信赖正确教师：面向GUI定位的质量感知自蒸馏

摘要

图形用户界面（GUI）定位要求视觉语言模型（VLM）在高分辨率截图中识别微小目标元素并预测精确的屏幕坐标。在策略自蒸馏（OPSD）是一种有前景的后训练方法，适用于这种坐标敏感任务，因为它能提供超出硬坐标标签的密集令牌级教师信号。然而，朴素OPSD并不完全适合GUI定位：OPSD在学生生成的前缀上评估教师，当前缀已偏离目标坐标时，坐标令牌教师信号的质量可能下降，导致不可靠的教师信号。为缓解这一问题，我们提出了一种面向VLM的GUI定位的质量感知自蒸馏方法，通过软正确性感知门控和教师概率缩放来提升坐标令牌教师信号的质量。软正确性感知门控检查：在当前学生生成的前缀下，教师的坐标令牌预测是否仍能完成真实边界框。若不能，则对应的教师信号被降低权重。随后，教师概率缩放利用教师的置信度作为轻量级因子，进一步校准门控监督的强度。一个关键实验发现是：单独使用任意一个组件均无法提升整体性能，而两者组合则能持续改进性能。这表明两种机制发挥互补作用：正确性感知门控抑制不可靠的坐标令牌监督，教师概率缩放则校准剩余信号的强度。在六个GUI定位基准上的实验表明，我们的方法能持续改进基础模型，并优于强基线方法。

English

Graphical user interface (GUI) grounding requires vision-language models (VLMs) to identify small target elements in high-resolution screenshots and predict precise screen coordinates. On-policy self-distillation (OPSD) is a promising post-training approach for this coordinate-sensitive task, since it provides dense token-level teacher signals beyond hard coordinate labels. However, naive OPSD is not well suited to GUI grounding: OPSD evaluates the teacher on student-generated prefixes, the quality of coordinate-token teacher signals can degrade when the prefix has already deviated from the target coordinate, leading to unreliable teacher signal. To mitigate this, We propose quality-aware self-distillation for VLM-based GUI grounding, which improves coordinate-token teacher-signal quality through soft correctness-aware gating and teacher-probability scaling. The soft correctness-aware gate checks whether the teacher's current coordinate-token prediction can still be completed into the ground-truth box under the student-generated prefix. If not, the corresponding teacher signal is down-weighted. Teacher-probability scaling then uses the teacher's confidence as a lightweight factor to further calibrate the strength of the gated supervision.

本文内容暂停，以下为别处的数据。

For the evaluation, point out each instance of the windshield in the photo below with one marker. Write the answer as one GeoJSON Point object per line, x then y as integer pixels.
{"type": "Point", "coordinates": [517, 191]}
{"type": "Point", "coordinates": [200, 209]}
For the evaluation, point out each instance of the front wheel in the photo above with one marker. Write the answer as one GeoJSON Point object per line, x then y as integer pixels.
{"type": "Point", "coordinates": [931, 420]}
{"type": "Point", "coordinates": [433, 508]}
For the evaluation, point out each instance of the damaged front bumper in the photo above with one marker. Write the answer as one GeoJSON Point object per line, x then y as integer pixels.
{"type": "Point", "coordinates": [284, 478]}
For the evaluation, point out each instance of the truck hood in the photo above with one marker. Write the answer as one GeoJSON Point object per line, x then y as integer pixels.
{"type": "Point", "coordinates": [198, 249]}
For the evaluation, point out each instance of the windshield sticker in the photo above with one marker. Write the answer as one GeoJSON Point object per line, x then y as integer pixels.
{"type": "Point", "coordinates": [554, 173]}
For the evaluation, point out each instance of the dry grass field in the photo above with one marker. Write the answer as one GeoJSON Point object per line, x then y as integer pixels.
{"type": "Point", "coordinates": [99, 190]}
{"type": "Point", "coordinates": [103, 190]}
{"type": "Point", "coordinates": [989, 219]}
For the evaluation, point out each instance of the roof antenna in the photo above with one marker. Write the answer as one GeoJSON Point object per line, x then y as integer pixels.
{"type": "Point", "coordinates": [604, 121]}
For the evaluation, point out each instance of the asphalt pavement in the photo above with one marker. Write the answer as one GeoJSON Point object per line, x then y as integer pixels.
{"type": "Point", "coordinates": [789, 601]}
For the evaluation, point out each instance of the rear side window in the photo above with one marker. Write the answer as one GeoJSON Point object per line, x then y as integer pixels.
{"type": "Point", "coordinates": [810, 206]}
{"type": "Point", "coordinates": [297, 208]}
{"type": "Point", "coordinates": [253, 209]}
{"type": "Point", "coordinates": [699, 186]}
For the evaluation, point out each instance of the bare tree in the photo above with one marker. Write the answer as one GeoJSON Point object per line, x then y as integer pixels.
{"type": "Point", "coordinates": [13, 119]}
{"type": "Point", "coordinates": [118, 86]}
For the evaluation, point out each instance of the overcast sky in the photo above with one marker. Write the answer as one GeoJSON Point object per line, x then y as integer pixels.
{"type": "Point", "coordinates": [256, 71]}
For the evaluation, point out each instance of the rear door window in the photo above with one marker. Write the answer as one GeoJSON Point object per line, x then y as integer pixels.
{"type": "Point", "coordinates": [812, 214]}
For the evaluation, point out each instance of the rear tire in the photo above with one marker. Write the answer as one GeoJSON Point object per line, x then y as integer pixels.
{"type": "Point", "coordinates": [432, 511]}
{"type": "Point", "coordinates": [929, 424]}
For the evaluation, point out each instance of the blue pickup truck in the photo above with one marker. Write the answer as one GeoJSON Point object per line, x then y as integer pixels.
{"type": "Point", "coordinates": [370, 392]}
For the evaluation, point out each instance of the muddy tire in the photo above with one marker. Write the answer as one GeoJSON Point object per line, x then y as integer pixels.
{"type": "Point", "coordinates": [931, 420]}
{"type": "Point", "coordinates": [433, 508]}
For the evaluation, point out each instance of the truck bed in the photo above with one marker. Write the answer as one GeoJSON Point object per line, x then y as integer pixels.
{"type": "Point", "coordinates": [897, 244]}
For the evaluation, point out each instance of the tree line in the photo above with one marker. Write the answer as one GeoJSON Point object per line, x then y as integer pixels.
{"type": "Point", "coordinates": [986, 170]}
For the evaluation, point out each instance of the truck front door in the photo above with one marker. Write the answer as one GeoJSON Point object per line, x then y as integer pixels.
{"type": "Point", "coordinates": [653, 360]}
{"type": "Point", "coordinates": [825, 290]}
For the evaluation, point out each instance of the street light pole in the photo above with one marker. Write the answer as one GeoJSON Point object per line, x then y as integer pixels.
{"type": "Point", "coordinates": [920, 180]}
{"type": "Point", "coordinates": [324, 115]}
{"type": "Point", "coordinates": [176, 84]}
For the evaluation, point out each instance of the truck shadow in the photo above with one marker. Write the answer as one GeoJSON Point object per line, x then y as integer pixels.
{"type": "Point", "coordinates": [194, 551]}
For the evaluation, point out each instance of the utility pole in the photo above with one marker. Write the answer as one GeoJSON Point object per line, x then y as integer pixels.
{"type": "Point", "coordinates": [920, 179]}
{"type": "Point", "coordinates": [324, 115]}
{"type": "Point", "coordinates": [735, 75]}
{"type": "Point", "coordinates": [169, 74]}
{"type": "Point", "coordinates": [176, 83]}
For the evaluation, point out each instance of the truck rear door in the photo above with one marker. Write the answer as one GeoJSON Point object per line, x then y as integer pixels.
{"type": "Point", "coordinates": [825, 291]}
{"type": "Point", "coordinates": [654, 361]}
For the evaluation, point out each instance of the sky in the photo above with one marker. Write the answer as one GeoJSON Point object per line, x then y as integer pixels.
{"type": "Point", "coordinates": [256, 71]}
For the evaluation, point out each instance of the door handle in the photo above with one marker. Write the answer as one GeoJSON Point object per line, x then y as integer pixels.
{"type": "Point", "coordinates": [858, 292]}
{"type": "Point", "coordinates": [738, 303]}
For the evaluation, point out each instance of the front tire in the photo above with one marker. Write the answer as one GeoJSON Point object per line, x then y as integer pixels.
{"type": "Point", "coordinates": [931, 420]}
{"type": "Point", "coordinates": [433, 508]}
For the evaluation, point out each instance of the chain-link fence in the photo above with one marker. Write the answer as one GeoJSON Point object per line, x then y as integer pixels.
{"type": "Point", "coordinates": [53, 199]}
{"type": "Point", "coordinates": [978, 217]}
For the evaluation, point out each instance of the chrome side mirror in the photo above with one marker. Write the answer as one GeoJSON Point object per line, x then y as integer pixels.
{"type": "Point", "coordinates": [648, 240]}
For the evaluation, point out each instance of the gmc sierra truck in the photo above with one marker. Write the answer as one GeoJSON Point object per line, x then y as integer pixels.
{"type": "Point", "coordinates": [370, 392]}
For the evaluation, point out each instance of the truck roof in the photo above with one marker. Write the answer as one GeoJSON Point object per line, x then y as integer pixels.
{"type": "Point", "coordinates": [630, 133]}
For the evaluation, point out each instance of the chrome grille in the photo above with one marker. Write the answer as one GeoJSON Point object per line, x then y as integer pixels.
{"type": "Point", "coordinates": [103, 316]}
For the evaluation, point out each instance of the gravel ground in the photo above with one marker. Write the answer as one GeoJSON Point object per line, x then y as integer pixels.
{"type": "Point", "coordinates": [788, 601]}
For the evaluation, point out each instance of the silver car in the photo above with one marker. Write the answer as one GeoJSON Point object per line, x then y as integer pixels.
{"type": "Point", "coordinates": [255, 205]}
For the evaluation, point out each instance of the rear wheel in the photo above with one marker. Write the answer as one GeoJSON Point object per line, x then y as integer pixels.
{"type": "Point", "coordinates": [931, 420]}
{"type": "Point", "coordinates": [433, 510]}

A key empirical finding is that neither component alone improves overall performance, whereas combining them consistently improves performance. This suggests that the two mechanisms play complementary roles: correctness-aware gating suppresses unreliable coordinate-token supervision, while teacher-probability scaling calibrates the strength of the remaining signals. Experiments across six GUI grounding benchmarks show that our method consistently improves the base model and outperforms strong baselines.